Formulating The Fluid
- People who know me know that I am titillated by an arbitrary or circumspect sense of challenge. And, to find the frame of the nightcap I had just had was the highlight of the following weeks. So, I began to diligently deliberate to devise the design of a delectable drink.
- I started w/ a strong-proof bourbon — Booker’s — to step up to the task & bring warmth to the drink.
- Now, I had to amp up the flavour profile, doing justice to my own ask. I reached for the most rebellious ingredient in this cocktail — Spiced Rum. Bourbon & Rum?! I know, but bear with me! It gets better.
- Now, as arbitrary as the choice may have been, the addition of an amaro seemed intuitive, as we give the fusion of bourbon & spiced rum a companion to spar with, as this cocktail aims to engage the palate.
- The next step was easy — in fact, I had an inkling of this ingredient even during the inception — to find the best way to imbibe the concoction with a coffee infusion — that was perceived in the cocktail drunk. I could have used Kahlua, but fresh espresso would bring a full-fledged flavour, so that’s what it was.
- Now, if you wanted to, you could take the paint off your walls w/ this high-octane mix. To make it more palatable, I needed a residual sweetener, so I opted for the purest form of sugar source — a syrup made from sugarcane jaggery, which I call Rustic Syrup.
The Sweetener: Simple Syrup Is Not So Simple!

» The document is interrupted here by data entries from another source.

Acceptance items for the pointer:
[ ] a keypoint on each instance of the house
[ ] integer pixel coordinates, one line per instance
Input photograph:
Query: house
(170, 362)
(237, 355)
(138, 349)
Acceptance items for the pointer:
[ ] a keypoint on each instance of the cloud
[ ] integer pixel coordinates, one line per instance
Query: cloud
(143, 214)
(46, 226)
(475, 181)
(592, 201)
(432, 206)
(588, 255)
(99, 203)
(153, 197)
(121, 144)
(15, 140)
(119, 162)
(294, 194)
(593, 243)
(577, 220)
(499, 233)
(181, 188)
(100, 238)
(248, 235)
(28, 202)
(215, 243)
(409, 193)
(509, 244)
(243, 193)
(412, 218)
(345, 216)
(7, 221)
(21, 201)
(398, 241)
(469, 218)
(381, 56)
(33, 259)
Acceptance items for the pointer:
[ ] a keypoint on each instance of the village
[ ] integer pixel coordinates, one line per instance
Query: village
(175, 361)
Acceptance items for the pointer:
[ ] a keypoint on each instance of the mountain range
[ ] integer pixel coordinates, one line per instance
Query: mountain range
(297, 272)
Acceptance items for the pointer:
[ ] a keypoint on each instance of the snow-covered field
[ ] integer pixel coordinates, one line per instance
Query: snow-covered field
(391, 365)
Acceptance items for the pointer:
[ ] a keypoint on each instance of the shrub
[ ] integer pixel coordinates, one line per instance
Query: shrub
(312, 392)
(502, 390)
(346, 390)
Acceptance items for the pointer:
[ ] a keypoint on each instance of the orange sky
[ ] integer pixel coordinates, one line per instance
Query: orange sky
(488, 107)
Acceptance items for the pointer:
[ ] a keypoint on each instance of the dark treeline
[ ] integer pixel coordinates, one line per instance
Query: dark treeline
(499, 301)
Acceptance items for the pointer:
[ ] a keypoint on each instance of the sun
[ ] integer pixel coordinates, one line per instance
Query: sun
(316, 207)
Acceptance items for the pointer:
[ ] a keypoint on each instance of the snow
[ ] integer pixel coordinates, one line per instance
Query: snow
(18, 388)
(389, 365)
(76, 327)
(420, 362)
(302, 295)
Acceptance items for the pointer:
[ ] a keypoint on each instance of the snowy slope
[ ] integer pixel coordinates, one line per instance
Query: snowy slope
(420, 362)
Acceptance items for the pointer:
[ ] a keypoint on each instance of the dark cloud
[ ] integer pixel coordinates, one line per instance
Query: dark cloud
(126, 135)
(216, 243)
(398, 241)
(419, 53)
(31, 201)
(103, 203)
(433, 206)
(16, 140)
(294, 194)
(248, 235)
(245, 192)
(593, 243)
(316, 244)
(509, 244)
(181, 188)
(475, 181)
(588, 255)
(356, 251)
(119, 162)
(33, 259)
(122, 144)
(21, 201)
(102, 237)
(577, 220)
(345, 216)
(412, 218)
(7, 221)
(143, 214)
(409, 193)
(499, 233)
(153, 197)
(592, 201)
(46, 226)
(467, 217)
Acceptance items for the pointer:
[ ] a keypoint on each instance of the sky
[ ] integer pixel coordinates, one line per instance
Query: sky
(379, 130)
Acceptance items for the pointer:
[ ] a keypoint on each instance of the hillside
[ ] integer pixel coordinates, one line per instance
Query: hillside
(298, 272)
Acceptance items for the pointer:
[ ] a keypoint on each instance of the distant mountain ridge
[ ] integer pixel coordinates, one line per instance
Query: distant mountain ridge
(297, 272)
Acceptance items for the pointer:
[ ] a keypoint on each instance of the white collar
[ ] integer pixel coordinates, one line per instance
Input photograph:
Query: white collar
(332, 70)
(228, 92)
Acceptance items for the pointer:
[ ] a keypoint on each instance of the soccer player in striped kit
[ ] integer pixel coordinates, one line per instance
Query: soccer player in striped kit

We all know it, & perhaps some of us have made it — simple syrup. The definitions vary from — the mainstream — a 1:1 ratio of the sugar of choice & water to — as some mixologists make them — x:1 ratio of the sugar of choice & water, reserving the use of the term rich only for flavour-infused syrups.
The Problem w/ Rich Syrups:
- The resulting recipe-revamp: Now, it is true that richer syrups — containing higher than 2:1 sugar-to-water ratio — are relatively more shelf-stable. And, a 3:1 syrup won’t even need to be refrigerated as the environment is too toxic for bacterial growth. But, most of us have adopted the 1:1 formula, so most sources cater to that formula when laying out their recipes.
- Why I don’t advocate syrups higher than a 2:1 ratio: A syrup that high in sugar content yields viscosity that isn’t conducive to the accurate delivery of the syrup in a cocktail. The only way to get around that is to always use the syrup first, washing it off the jigger with the other ingredients, but that may not be feasible when speed-bartending is employed.
- The moisture problem: I’ve been culpable of the culinary crime (as it affects every cocktail it goes in) of making inconsistent simple syrups, especially when making multiple batches or using different ingredients. How does it transpire? Enter the accomplice — moisture, if not an outright, lush layer of water at the base of the measuring cup or the mixing glass. As we’re relying on our sight to gauge the sugar content, it becomes more likely to make inconsistent syrups — attributing to the moisture problem & other margins of error.
Volume vs. Weight: All of the problems above are solved by making a 1:1 syrup by weight w/ hot water — not by boiling. The 1:1 ratio helps the syrup measurements in recipes stay relatively close to their original measurements in the recipes & prevents the syrup from sticking to the jigger. And, making it by weight helps eliminate virtually all the human & apparatus errors. I’ve done the math, and the 1:1 syrup by weight turns out to be ~18% sweeter than that made by volume. So, multiplying the syrup — by volume — measurements by ~0.8 would give you the amount of syrup you should use.
Countering Coffee’s Calefaction
Hot espresso will dilute the drink faster. Chill the espresso beforehand; if not possible, half the stir-time.